Pastoral Studies have also discovered that cell phones have become vehicles for dishonesty. A study in Kenya found that people lie about the weather exclude outside herds from valuable forages. And a study in Tanzania found that people lie about where they are to avoid face-to-face visits, which are often requests for financial assistance. Our team also reported that newlyweds can use phones to facilitate extramarital affairs, a new method for an old practice in polygamous marriages, certainly used by both men and women.
With this study, we also found that accidental friendships can amplify tensions around the earth.
Across northern Tanzania, access to land is increasingly scarce due to population growth and the spread of commercial agriculture. In some of the communities in our study, people are concerned about converting grazing land, essential for livestock and wildlife, into new farms.

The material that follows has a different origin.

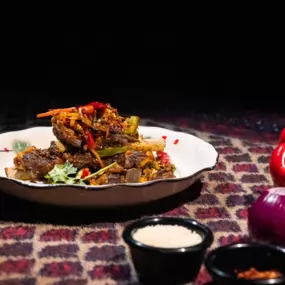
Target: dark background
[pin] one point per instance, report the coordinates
(147, 73)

Foreigners often regard our study region as largely open and underdeveloped. We have learned that when people in remote areas find out that they have made connections with someone in that area, they may apply for land to be converted to farming, sometimes by harassing their contacts. Ultimately, local tensions over grazing, farming, and restricted access to land can escalate when local Maasai provide plots to accidental friends and their families rather than to other inhabitants.
Accidental Friends Are Social Networking Innovations
These results contrast somewhat with studies from other developing regions around the world who highlighted how important phones are in maintaining connections within familiar groups. Phone errors here help people expand their networks and even their income.
Overall, these links create important new opportunities for individuals but new challenges for communities. And these are new kinds of connections that can undermine old and important ones.
Accidental friends don’t quite fit with researchers’ understanding of how people connect. In life, encounters between people are limited by many factors. Race, class, gender, occupation, and geography limit everyone they meet and connect with. But through flawed numbers, these factors play a much smaller role in who meets the Maasai. In a way, bad numbers broaden their horizons.
Like many groups in developing areas, the Maasai have not yet immersed themselves in smartphones and their attire. But their use of the wrong numbers can still offer ideas for more “social” social media. The fundamental decision to engage with a stranger, encountered almost at random, suggests an openness to diversity and a general sense of optimism towards people. Given humans’ innate desire to connect, the tech landscape may need more mistakes, not less.
This article is republished from The conversation, a nonprofit news organization dedicated to unlocking ideas from academia, under a Creative Commons license.